Schlimm finden das Carola und ihre Brüder aber nicht - sie haben keine Angst davor, etwas von ihrer Kindheit zu verpassen. Sie haben ja ihre Hobbys, sagen sie. Auch wenn es nicht immer leicht sei, diese mit der Schule zu vereinbaren. Aber bisher funktioniere das noch ganz gut. Zudem erkennen die Drei durchaus die Vorteile, die der ausgeprägte Musikunterricht mit sich bringe: Flexibilität, bessere Konzentrationsfähigkeit - von den guten Musiknoten ganz zu schweigen.
Unausgeschlafen in die Schule
Für viele Menschen ist die Kindheit eine unbeschwerte Zeit: Noch keine Sorgen um die Zukunft, wenig Verantwortung - und unendlich viel Zeit, um zu spielen. Auch heute haben Kinder in Deutschland etwa sechs bis sieben Stunden Freizeit, hat das Statistische Bundesamt berechnet. Doch immer mehr Kinder füllen diese Stunden mit immer mehr Terminen. Die Bildungsstudie PISA hat gezeigt, dass bereits die frühkindliche Bildung sehr wichtig für das weitere schulische Fortkommen der Kinder ist. In Deutschland allerdings, so die PISA-Studie, sei man von einer flächendeckenden und standardisierten Frühförderung der Kleinen weit entfernt. Viele Eltern, vor allem die, die es sich finanziell leisten können, suchen daher private Alternativen.
Doch zu viele Freizeitaktivitäten sind für Kinder nicht automatisch eine bessere Förderung, wie Herta Wipling, Diplompsychologin und Leiterin der Caritas in Mainz, erläutert. "Wenn die gesamte Freizeit wirklich in Stundenpläne eingeteilt ist, dann wird es natürlich auch zum Stress und die Kinder sind überfordert mit zu viel Freizeitprogramm." So könne es sich in den schulischen Leistungen niederschlagen, wenn die Kinder keine Zeit für Hausaufgaben hätten oder morgens unausgeschlafen seien. "Und dass es nicht auch mal Zeiten des Nichtstun gibt, die finde ich ganz wichtig", sagt Wipling. "Dass man Zeit hat, sich mit sich auseinanderzusetzen und nicht alles mit Aktivitäten zugepflastert ist."
Überforderung und Frustration
Zu diesem Ergebnis kommen auch verschiedene Studien in Deutschland: Freizeitstress kann ein Grund dafür sein, dass Schüler sich überfordert fühlen und den Eindruck gewinnen, dass die eigenen Bedürfnisse nicht zählen, haben Kinderärzte herausgefunden. Frustration oder Überforderung äußerten sich nach ihren Angaben oft in einem Leistungseinbruch in der Schule. Kinder brauchen Zeit zum Spielen, zum Ausleben ihrer Phantasien und zum Entspannen, um den Anforderungen im Schulalltag gewachsen zu sein, so die Mediziner.

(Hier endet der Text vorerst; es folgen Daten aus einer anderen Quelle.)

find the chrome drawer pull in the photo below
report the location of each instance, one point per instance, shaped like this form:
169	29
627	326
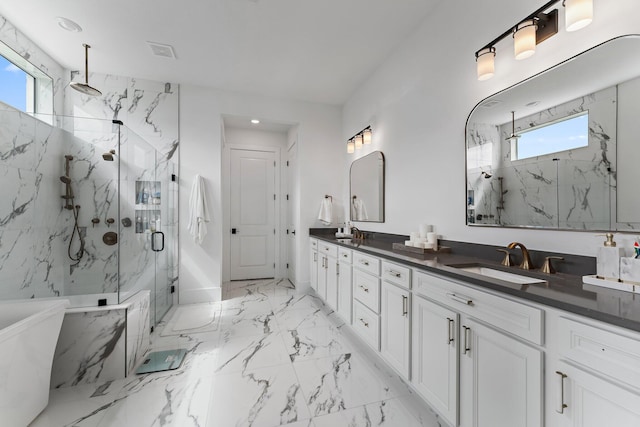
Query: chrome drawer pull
463	300
394	273
467	330
561	405
450	326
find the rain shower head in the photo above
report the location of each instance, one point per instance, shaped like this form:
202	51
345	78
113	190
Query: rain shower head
84	87
109	156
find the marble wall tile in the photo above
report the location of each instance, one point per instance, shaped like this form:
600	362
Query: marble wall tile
91	348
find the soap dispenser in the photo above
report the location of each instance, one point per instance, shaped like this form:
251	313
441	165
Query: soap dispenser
608	259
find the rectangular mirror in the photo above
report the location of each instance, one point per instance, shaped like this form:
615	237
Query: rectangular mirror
366	186
559	150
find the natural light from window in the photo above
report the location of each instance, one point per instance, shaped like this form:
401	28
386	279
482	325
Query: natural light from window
14	83
560	135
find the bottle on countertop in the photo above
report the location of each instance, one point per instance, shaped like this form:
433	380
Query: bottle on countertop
608	259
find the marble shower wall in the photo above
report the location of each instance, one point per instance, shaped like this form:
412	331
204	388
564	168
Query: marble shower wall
572	192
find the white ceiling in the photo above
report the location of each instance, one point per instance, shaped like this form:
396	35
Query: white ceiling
318	51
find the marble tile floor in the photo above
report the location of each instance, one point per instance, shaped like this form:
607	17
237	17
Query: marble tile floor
277	358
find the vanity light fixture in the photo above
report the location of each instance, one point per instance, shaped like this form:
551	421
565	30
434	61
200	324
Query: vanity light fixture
533	30
366	136
358	140
351	146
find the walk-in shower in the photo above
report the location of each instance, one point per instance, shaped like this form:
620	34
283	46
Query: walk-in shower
67	209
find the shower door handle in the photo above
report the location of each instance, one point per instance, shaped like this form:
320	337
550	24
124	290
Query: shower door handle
153	241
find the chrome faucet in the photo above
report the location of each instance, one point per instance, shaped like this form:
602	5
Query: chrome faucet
526	259
357	234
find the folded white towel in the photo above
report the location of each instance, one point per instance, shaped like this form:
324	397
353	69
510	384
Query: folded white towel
198	210
326	211
359	210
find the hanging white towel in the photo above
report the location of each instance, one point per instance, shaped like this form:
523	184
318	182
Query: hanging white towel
198	210
359	210
326	211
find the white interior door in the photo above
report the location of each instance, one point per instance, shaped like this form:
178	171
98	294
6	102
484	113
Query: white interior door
291	225
252	199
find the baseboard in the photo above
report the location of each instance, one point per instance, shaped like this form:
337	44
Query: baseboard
195	296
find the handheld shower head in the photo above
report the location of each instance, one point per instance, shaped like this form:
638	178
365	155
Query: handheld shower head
109	156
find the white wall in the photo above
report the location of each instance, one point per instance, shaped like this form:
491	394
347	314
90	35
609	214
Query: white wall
419	99
319	147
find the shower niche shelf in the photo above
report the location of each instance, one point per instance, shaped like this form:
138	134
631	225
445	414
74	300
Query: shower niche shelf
148	199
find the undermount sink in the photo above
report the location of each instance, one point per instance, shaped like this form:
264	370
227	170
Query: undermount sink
517	279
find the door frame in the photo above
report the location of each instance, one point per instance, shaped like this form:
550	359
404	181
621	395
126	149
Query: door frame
226	203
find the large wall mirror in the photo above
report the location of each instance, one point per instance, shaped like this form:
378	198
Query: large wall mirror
561	149
366	185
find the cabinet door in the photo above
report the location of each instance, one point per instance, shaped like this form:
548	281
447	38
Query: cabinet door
500	379
314	262
344	291
593	402
322	276
394	319
332	283
434	370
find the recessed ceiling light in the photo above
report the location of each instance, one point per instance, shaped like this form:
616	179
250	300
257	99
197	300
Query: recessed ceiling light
68	24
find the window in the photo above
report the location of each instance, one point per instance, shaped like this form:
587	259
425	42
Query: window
23	85
559	135
16	86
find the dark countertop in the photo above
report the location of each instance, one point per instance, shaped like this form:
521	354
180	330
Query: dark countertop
563	291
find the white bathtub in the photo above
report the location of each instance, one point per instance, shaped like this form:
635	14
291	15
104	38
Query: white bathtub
29	332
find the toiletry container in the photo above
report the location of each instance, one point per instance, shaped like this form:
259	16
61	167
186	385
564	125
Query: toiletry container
608	259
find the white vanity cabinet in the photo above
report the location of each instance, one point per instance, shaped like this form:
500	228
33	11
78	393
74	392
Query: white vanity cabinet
596	380
344	284
328	273
395	330
500	375
434	370
313	263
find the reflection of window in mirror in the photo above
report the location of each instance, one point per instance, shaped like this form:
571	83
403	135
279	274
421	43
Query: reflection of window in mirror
559	135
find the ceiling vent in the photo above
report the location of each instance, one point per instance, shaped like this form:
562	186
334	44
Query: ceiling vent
163	50
490	104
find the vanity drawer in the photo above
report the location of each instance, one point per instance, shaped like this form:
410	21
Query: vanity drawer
344	254
614	353
396	274
328	249
366	324
511	316
366	263
366	288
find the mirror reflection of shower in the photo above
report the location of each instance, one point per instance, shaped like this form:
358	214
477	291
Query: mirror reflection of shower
68	204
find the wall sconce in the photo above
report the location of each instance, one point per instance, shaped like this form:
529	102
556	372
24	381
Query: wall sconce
533	30
356	141
351	146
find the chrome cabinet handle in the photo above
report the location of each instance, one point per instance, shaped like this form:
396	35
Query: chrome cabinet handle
450	326
394	273
561	405
460	299
467	331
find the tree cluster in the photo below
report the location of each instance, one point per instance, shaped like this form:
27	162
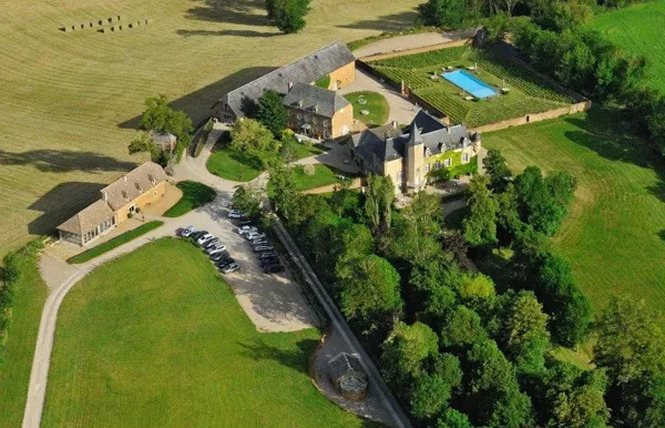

Und auch die Kinder selbst fühlen sich gestresst: Für eine Studie mit dem Titel "Kinder und Zeit" wurden 1628 Acht- bis Vierzehnjährige in den USA und in Deutschland befragt. 81 Prozent der deutschen Kinder gaben dort an, unter Stress zu leiden. Das alles kümmert Carola, Johannes und Manuel heute aber nur noch wenig. Bei einem Fußballspiel wollen sie den Abend ausklingen lassen - und in Ruhe nochmals durchgehen, was sie morgen alles vorhaben.